Ta argumentacja wpisuje się w szeroką debatę o roli Niemiec w europejskim systemie bezpieczeństwa – szczególnie w kontekście rosnącego zagrożenia ze strony Rosji oraz oczekiwań NATO wobec większego zaangażowania Berlina w obronę kolektywną.
Zachęty finansowe dla ochotników
Aby pozyskać brakujących 80 000 żołnierzy, minister obrony zakłada całkowite oparcie rekrutacji na dobrowolności. Chce uczynić służbę wojskową możliwie atrakcyjną, również dla kobiet. Pistorius zapowiedział koncentrację działań na dotarciu do młodych ludzi, którzy rozważają wstąpienie do armii.
Podstawową zachętą ma być wynagrodzenie w wysokości 2 600 euro brutto miesięcznie, niezależnie od długości służby, która może trwać od sześciu do jedenastu miesięcy. To wysoka stawka jak na młode osoby rozpoczynające karierę zawodową lub kontynuujące naukę.
Dodatkową korzyścią ma być możliwość bezpłatnego zdobycia prawa jazdy kategorii B lub prawa jazdy na pojazdy ciężarowe. Jest to atrakcyjny benefit, zwłaszcza biorąc pod uwagę, że koszt kursu w Niemczech często przekracza 4 000 euro i bywa poważnym obciążeniem finansowym.
Strategiczne znaczenie badań medycznych
Pistorius podkreślił również znaczenie obowiązkowych badań medycznych, które pozwolą na uzyskanie pełnego obrazu potencjału mobilizacyjnego społeczeństwa. System ten umożliwi identyfikację nie tylko liczby osób zdolnych do służby, ale także ich kompetencji zawodowych – od specjalistów IT po mechaników. Taka wiedza może okazać się kluczowa w sytuacji kryzysowej, która wymaga szybkiej mobilizacji zdolnych do służby obywateli.
Ambitne cele i sceptycyzm ekspertów
Strategicznym celem ministra Pistoriusa jest zwiększenie liczebności Bundeswehry w ciągu dziesięciu lat do 260 000 żołnierzy zawodowych i 200 000 rezerwistów. Eksperci oceniają jednak te ambicje jako mało realistyczne.
Norbert Röttgen, rzecznik CDU ds. polityki zagranicznej, już w październiku ubiegłego roku kwestionował realność takiego planu, wskazując, że model oparty wyłącznie na dobrowolności nie rozwiąże niedoboru kadrowego armii.

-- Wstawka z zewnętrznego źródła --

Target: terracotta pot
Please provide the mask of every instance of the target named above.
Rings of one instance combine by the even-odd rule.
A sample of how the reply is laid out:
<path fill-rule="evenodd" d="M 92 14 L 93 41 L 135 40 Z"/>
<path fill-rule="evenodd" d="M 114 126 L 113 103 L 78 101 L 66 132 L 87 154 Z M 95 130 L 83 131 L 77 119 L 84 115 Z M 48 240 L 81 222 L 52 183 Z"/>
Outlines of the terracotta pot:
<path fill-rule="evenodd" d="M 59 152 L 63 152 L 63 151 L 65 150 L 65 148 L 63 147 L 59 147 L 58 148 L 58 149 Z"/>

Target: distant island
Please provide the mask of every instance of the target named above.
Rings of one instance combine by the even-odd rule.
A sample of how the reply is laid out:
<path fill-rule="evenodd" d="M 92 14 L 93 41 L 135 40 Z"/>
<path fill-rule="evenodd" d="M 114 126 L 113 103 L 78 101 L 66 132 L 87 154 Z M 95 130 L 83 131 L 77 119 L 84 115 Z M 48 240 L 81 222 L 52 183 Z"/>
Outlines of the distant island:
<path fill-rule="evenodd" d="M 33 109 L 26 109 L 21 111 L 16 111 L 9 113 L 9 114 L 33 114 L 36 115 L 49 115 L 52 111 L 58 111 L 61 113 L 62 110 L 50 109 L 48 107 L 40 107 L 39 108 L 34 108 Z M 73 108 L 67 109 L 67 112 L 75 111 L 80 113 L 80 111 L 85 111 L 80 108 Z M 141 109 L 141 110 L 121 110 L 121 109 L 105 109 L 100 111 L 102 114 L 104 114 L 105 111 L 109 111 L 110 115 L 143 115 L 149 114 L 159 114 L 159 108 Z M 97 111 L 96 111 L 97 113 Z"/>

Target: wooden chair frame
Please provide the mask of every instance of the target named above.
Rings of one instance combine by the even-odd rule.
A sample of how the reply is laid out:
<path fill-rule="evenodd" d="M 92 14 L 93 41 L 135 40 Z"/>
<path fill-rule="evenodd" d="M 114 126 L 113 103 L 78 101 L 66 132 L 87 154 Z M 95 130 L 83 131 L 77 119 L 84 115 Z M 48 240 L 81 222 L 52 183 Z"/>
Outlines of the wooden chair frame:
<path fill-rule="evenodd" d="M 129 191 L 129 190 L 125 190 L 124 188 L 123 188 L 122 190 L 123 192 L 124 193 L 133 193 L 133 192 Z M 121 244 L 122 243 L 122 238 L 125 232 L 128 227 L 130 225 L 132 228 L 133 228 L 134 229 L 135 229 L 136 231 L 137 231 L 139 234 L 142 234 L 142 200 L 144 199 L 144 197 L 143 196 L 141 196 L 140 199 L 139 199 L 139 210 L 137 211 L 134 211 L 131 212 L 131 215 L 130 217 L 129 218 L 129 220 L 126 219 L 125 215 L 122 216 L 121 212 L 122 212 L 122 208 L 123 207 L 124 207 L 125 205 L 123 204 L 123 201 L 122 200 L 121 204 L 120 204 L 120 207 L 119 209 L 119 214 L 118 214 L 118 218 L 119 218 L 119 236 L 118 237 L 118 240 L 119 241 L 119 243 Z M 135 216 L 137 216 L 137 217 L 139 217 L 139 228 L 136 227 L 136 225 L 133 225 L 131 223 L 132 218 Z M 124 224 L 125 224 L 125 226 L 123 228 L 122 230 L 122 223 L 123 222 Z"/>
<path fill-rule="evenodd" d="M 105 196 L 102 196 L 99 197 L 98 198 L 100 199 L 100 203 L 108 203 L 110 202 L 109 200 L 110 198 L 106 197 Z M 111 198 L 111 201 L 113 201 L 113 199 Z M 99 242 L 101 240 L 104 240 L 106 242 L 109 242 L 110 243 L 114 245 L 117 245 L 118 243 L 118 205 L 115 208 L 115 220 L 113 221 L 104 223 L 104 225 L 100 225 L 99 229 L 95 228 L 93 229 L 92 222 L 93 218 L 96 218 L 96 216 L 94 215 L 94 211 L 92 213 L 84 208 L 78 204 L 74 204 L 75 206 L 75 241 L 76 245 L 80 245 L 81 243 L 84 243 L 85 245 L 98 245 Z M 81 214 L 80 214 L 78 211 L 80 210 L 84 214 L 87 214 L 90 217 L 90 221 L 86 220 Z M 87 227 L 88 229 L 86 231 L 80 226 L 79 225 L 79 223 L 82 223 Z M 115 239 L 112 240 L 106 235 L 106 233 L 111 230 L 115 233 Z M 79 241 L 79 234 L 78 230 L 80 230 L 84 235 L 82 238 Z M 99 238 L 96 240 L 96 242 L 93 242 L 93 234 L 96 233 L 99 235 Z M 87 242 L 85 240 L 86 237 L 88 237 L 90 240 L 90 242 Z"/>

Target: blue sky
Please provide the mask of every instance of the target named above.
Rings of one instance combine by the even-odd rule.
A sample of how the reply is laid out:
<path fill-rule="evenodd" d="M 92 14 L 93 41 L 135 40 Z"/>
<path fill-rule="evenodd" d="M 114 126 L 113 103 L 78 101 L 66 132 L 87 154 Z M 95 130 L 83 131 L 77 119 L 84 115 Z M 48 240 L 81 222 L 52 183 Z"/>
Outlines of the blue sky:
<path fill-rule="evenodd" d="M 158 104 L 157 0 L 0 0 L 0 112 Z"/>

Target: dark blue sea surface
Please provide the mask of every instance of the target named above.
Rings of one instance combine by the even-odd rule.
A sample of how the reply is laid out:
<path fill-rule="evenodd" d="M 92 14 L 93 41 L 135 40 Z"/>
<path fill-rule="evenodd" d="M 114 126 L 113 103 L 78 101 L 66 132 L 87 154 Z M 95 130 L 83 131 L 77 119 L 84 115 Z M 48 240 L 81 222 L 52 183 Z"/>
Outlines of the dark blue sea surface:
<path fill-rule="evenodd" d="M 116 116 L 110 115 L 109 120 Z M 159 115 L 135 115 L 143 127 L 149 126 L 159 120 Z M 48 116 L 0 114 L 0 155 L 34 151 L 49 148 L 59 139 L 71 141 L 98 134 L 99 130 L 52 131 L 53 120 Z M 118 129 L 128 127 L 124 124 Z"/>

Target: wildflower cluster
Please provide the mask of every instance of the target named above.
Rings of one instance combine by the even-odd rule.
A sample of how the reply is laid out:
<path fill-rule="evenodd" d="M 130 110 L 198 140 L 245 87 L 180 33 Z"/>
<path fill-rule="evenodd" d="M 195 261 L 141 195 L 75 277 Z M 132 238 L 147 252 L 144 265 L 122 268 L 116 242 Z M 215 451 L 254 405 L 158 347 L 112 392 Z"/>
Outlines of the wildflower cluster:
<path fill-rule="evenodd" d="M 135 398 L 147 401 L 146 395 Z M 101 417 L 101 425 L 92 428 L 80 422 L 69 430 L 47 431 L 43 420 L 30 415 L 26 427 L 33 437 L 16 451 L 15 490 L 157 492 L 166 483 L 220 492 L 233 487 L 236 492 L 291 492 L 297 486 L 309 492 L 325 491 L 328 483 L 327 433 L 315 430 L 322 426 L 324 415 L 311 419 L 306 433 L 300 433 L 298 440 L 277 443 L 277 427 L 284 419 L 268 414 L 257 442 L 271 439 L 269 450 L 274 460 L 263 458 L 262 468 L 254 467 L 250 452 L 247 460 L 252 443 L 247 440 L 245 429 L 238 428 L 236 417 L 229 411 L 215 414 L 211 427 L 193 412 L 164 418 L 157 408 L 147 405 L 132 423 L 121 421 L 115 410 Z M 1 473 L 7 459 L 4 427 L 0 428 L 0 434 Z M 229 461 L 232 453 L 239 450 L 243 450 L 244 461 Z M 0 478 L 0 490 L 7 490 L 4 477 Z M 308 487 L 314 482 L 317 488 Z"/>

Kontekst strategiczny i polityczny
Kwestia obowiązkowej służby wojskowej pozostanie częścią debaty publicznej, tym bardziej że jej przywrócenie wymagałoby jedynie zwykłej większości w Bundestagu, bez konieczności zmian konstytucyjnych. W obliczu zagrożenia ze strony Rosji oraz zwiększonych wymogów NATO Friedrich Merz, lider CDU, apeluje o uczynienie Bundeswehry największą konwencjonalną armią w Europie.
Kanclerz Niemiec już podjął kroki w tym kierunku, zawieszając konstytucyjny „hamulec zadłużenia” i otwierając drogę do nieograniczonych inwestycji w wojsko. Polityka „bez względu na koszty” nie rozwiązuje jednak kluczowego problemu – bez wystarczającej liczby żołnierzy nawet najlepiej wyposażona armia nie spełni swojej roli.
Sytuacja w Niemczech pokazuje, jak skomplikowane jest wzmacnianie europejskich zdolności obronnych. Godzenie wolności obywatelskich, wymogów bezpieczeństwa narodowego oraz realiów demograficznych i społecznych pozostaje jednym z najtrudniejszych wyzwań dla współczesnej polityki obronnej.